La manipulation d’images ou de vidéo n’est pas absente des usages illégaux des IA. Le FBI prévient que le nombre de sextorsion est en hausse, non plus uniquement à partir de contenus réels volé aux victimes, mais de contenus inventés ou retouchés par l’IA. Cette tendance est malheureusement confirmée par les chiffres de notre télémétrie, notre rapport sur les menaces du 1er trimestre 2023 pointe l’augmentation des emails de sextorsion, les plaçant à la seconde place des menaces par emails dans le classement de nos détections (en France).
Quels sont les conseils à suivre ? Face à la prolifération des menaces, il faut faire confiance aux systèmes de détection automatique. Mais sans oublier que notre vigilance est le meilleur moyen de contrecarrer les attaques cyber. Si c’est trop beau pour être vrai, c’est que c’est sûrement une arnaque, si le comportement de votre interlocuteur est inhabituel ou que la pression qu’il exerce est très forte, il faut douter, prendre du recul et confirmer l’information par d’autres moyens, voire couper les ponts.
Usages ciblant les entreprises
Les risques qui pèsent sur les particuliers s'appliquent aussi aux entreprises. Chaque employé est potentiellement vulnérable aux mêmes ressorts, à la maison, comme au travail. L'un des exemples les plus frappant et peut-être l’un des plus rentables : la fraude au président.
L’objectif des cyber criminels consiste à obtenir des virements frauduleux. Ils se font passer pour une relation du dirigeant et demande de garder les opérations confidentielles. Plusieurs millions ont ainsi été détournés car l’employé en charge des virements pensait qu’il discutait avec le chef d’entreprise. L’IA vient encore une fois « augmenter » les capacités de l’attaquant, lui permettant de reproduire la voix d’une personne ou son image.

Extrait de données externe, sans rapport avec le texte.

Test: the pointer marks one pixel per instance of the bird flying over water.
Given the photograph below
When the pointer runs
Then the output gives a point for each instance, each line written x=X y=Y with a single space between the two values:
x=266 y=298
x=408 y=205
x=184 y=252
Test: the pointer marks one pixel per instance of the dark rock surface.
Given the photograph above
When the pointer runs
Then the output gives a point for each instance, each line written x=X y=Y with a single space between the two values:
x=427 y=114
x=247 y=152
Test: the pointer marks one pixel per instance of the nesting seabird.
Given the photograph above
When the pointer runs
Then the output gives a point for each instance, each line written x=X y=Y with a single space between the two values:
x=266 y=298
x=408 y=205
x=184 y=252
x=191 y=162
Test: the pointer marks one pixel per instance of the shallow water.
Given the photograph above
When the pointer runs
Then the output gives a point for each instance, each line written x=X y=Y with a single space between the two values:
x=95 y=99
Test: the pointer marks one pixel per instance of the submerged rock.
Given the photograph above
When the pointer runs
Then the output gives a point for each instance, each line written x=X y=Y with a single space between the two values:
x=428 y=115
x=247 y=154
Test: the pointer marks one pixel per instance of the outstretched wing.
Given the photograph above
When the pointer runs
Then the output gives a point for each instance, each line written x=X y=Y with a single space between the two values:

Mais l’intelligence artificielle fait aussi peser un risque sur les infrastructures de l’entreprise. L’automatisation et la puissance de calcul peuvent être utilisés pour deviner des mots de passe, tester des scénarios d’attaque ou découvrir des failles logicielles et ainsi pénétrer dans les systèmes pour récolter et exfiltrer des informations. La crise la plus fréquente ces dernières années étant le rançongiciel.
Risques pour les entreprises
Si l’intelligence artificielle peut être sciemment utilisée par les cybercriminels pour attaquer les particuliers comme les entreprises, l’usage même de ces outils engendre des risques. L’engouement provoqué par les intelligences artificielles générative a amené un grand nombre de personnes à soumettre des données personnelles ou sensibles via les prompts. Ceci a engendré la fuite d’un certain nombre d’informations d’entreprises d’une part. D’autre part, certaines failles ont permis l’accès frauduleux aux prompts enregistrés dans ChatGPT et donc la divulgation à plus large échelles d’informations personnelles. Comme avec toute utilisation d’un outil tiers, il est nécessaire de prendre en compte les conditions générales d’utilisation ainsi que les règles de confidentialité qui s’appliquent.

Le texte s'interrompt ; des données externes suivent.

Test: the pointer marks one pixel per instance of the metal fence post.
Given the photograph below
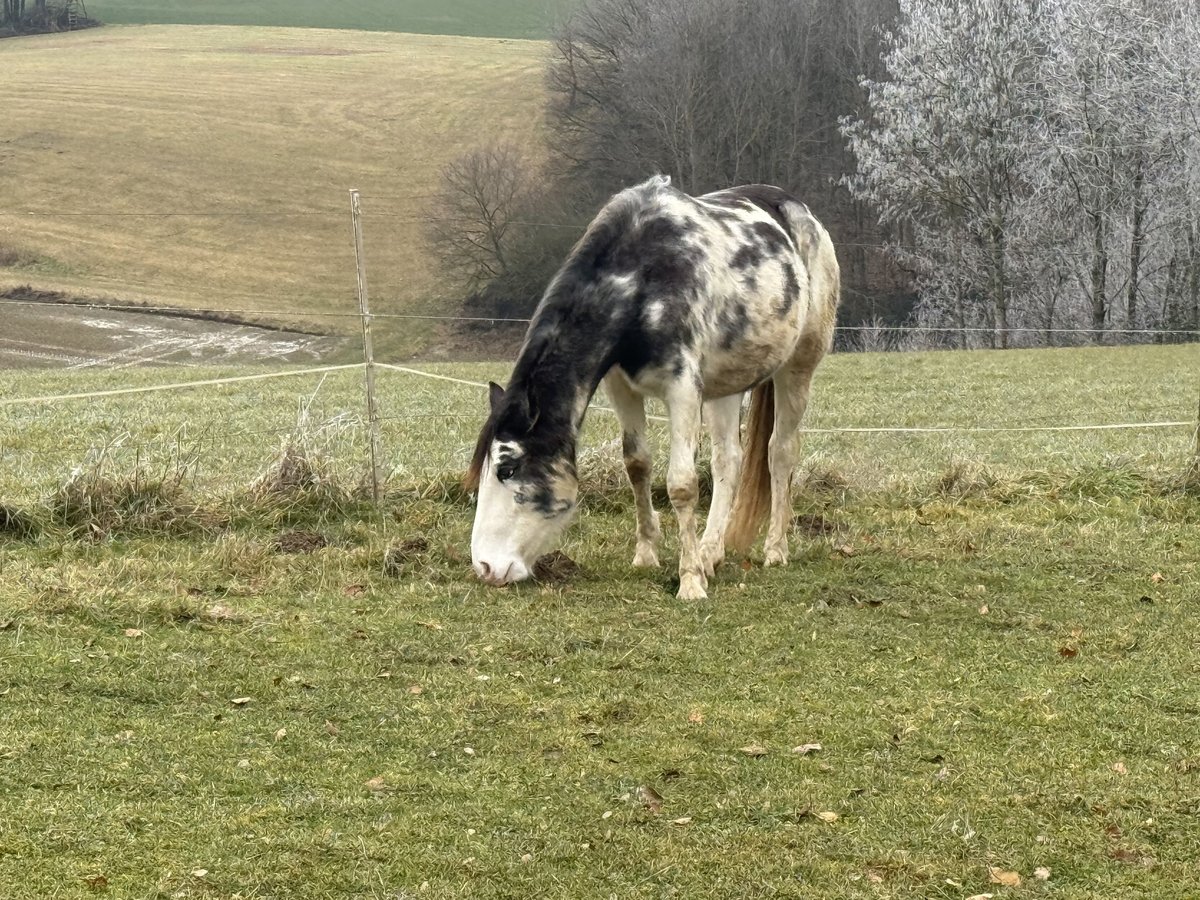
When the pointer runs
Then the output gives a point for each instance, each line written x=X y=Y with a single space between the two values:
x=367 y=351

Lors de mon entretien avec Maître Claire Poirson, avocate spécialisée dans le numérique, pour le podcast CyberDolus, cette professionnelle du droit évoque le dilemme amené par l’intelligence artificielle dans l’apprentissage en entreprise. En remplaçant certaines tâches répétitives, mais formatrices, auparavant attribuées de préférences aux personnes en formation, il devient nécessaire d’inventer un processus nouveau pour que les connaissances soient acquises.
À retenir
Sans nul doute, les intelligences artificielles, et elles sont nombreuses, sont des outils formidables et épatants. Les entreprises, qu’elles soient criminelles ou non, se sont emparées depuis des années de ses technologies. Il est difficile de prédire quels usages seront plébiscités par les attaquants, mais on peut compter sur leur inventivité pour en tirer le meilleur parti (à leur avantage).
Sans oublier les nombreux bénéfices qu’apporte l’intelligence artificielle aux défendeurs, nous continuons de regarder avec attention le détournement de ces outils au profit des cyber criminels et restons vigilants pour protéger les internautes.